Основной темой мечтаний Бориса Зайцева всегда являлась земля, глубокая пашня, с огромными черными комьями. Пласты земли кажутся ему, в полутьме, большими и страшными, их линии становятся круче «причудливее, будто лицо глубокой земли изборождено и взлохмачено кем-то».
«Грубая и чудная» земля, «черный обворожительный ком – земля» – вот Leitmotiv творчества Бориса Зайцева.
Но уже в первой книжке рассказов Бориса Зайцева мы видим, как художник освобождается из-под власти непросветленной земли.
В первых двух рассказах, «Волки» и «Мгла», земля еще всемогуща. Нет исхода из величайшего хаоса. Художник заколдован неподвижным лицом «Вечной Ночи, с глубоко-вырубленными, сделанными, как из камня, огромными глазами» в которых человек читает «спокойное, величавое и равнодушное отчаяние». Но уже во втором отделе, там, где «тихие зори», начинается новая песня.
В первых рассказах тяжелая земля выдавливала из сердца жестокие слезы и жестокую радость. Как будто человеку надо пробиться сквозь лесную мглу, как будто суждено человеку гнаться за темным зверем и человек покорно повествует о своем падении: «Я сжимал все мускулы в себе, корчился от желания схватить его, в слепой ярости бросился вниз за ним в овраг, что-то кричал, как будто себе в оправдание… В горле хрипело, пальцы хрустят, рот дергается и что-то безумное сладострастно-жестокое владеет мной; как будто руки мои жаждали теплого трепещущего мяса, „его“ мяса, и я, не задумываясь, зарезал бы его, наносил бы ему без счета раны, только бы он был мой».
Если бы Борис Зайцев не вышел из круга этих переживаний, этих опасных переживаний, мы не могли бы с уверенностью, говорить о «новом слове» этого художника.

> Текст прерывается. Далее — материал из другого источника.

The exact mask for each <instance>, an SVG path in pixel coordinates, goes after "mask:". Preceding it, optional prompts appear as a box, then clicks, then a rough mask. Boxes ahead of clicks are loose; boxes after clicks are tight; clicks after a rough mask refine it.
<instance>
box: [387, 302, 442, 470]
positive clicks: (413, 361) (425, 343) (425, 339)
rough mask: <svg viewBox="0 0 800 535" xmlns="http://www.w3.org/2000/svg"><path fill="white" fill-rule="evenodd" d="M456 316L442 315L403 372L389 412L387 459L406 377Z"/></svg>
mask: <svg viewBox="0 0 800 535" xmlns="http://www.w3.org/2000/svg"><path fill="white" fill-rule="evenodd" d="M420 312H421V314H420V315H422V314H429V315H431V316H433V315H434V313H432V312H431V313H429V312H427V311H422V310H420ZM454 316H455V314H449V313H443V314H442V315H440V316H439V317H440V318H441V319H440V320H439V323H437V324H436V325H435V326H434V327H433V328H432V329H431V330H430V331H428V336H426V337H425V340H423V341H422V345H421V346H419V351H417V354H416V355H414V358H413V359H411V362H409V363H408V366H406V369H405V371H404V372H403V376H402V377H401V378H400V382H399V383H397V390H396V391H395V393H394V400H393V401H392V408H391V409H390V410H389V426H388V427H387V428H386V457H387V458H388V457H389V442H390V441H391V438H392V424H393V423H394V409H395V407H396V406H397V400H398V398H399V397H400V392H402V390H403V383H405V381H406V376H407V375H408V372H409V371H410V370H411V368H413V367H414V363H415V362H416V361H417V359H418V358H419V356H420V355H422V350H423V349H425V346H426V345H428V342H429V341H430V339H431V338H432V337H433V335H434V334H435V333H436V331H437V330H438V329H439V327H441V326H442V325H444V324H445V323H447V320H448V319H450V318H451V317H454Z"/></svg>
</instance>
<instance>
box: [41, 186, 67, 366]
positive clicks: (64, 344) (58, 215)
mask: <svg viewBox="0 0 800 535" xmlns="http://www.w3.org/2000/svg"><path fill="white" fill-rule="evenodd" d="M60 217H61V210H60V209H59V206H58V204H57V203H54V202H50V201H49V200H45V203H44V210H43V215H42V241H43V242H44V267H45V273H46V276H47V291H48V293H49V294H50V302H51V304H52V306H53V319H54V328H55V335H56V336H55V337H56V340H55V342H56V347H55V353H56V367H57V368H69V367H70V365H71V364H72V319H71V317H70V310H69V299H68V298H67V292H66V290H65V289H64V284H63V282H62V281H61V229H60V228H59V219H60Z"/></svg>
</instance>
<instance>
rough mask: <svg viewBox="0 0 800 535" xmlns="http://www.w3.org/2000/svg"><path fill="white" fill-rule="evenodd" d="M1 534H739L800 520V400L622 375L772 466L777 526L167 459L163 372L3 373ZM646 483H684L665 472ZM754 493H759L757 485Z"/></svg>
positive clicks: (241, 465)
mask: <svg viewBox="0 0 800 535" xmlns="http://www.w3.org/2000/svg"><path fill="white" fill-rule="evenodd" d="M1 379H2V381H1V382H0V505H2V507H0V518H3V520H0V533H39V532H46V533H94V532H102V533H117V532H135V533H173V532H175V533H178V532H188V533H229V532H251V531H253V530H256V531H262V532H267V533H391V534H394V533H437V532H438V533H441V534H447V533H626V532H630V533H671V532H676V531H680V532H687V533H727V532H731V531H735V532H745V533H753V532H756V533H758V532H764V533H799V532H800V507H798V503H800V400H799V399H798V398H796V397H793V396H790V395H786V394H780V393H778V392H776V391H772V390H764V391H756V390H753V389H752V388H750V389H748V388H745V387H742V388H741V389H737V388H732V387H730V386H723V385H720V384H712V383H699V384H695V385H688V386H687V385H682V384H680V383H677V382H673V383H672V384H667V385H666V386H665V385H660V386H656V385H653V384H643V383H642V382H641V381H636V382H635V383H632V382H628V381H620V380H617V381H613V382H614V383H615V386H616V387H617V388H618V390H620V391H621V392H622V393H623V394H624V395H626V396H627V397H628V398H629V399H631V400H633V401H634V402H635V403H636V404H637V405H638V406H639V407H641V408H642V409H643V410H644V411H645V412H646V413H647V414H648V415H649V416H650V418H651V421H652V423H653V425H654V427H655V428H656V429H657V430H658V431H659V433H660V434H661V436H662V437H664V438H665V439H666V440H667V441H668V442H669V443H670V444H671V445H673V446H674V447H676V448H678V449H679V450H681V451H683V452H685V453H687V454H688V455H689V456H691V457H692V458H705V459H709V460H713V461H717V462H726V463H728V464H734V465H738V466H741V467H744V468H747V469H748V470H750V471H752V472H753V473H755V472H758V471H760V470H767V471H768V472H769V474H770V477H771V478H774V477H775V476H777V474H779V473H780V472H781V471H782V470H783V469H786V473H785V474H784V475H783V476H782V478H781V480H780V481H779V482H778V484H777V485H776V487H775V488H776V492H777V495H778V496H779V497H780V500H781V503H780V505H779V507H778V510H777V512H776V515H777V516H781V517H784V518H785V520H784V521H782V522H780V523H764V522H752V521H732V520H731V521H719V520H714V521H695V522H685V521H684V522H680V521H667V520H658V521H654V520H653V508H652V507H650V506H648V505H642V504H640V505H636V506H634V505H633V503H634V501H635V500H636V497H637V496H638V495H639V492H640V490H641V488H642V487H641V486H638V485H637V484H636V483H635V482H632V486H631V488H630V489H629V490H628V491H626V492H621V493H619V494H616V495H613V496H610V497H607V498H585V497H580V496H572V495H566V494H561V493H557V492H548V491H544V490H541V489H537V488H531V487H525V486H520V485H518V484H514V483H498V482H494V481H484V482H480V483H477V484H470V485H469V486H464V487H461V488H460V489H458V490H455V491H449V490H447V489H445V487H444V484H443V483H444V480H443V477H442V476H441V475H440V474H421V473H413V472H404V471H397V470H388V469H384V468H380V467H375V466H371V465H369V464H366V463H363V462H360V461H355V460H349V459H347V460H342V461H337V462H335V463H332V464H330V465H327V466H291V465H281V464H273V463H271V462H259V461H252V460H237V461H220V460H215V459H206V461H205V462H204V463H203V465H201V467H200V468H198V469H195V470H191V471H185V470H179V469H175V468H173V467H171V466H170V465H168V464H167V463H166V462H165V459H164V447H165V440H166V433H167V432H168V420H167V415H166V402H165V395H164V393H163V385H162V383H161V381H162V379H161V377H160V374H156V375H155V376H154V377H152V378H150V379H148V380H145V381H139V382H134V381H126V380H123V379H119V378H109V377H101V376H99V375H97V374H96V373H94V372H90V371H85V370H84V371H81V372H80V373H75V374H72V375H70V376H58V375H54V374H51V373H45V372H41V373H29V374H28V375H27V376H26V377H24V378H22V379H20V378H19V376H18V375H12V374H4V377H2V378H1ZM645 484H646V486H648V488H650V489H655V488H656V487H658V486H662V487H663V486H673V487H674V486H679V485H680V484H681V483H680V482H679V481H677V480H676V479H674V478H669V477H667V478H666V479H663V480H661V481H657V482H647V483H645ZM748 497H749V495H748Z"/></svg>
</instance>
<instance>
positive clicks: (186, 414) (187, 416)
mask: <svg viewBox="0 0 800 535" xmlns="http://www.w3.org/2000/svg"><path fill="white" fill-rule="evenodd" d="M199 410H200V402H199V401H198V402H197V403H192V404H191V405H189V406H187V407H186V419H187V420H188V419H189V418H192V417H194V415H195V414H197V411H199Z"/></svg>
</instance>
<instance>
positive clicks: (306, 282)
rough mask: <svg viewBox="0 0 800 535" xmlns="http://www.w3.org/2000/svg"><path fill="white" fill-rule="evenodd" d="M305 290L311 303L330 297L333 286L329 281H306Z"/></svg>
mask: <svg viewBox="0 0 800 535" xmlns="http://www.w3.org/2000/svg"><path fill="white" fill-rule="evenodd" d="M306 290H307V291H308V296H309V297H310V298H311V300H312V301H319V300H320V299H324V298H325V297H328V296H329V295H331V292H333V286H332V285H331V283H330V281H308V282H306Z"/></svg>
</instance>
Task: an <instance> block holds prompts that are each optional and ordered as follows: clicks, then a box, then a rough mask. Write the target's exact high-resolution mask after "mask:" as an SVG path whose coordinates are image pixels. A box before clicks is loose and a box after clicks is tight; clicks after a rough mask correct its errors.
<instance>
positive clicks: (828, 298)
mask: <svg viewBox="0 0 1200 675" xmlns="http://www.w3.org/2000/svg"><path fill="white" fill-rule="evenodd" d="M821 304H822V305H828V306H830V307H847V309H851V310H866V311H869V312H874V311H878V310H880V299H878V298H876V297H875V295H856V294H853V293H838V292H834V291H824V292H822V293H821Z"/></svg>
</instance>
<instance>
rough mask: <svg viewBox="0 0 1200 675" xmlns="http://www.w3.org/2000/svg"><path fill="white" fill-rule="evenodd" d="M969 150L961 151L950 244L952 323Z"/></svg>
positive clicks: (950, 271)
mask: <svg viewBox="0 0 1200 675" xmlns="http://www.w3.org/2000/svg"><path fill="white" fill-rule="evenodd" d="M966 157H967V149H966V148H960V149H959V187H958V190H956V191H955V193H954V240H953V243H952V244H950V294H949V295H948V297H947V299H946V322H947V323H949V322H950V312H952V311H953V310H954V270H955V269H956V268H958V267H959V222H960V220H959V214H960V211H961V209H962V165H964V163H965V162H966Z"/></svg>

Но это повое слово уже засветилось, засеребрилось «голубиным светом» и в «Тихих зорях», и в «Мифе», и в «Завтра», и в «Любви» и, наконец, прозвучало торжественно и солнечно в повести «Аграфена».
Повесть написана тихими, простыми и в самой простоте торжественными словами, повесть о любви и смерти. В ритме повествования, в сплетениях слов, эпитетов, метафор, в сочетании образов, в развитии основной темы, в Leitmotiv'е об оправдании земли, в глубоком и мудром разрешении музыкальной задачи, которую поэт ставит себе в начале повести, – во всем чувствуется рука настоящего мастера.
Повесть об Аграфене начинается «на дальней заре» ее жизни. Под пение апрельских жаворонков она встречается с «ним». Он – таинственный и знакомый, чужой и близкий. Она искала его и бежала от него прочь. «И от мысли, что глаза их встретятся, снова вся она замлевала в туманном трепете».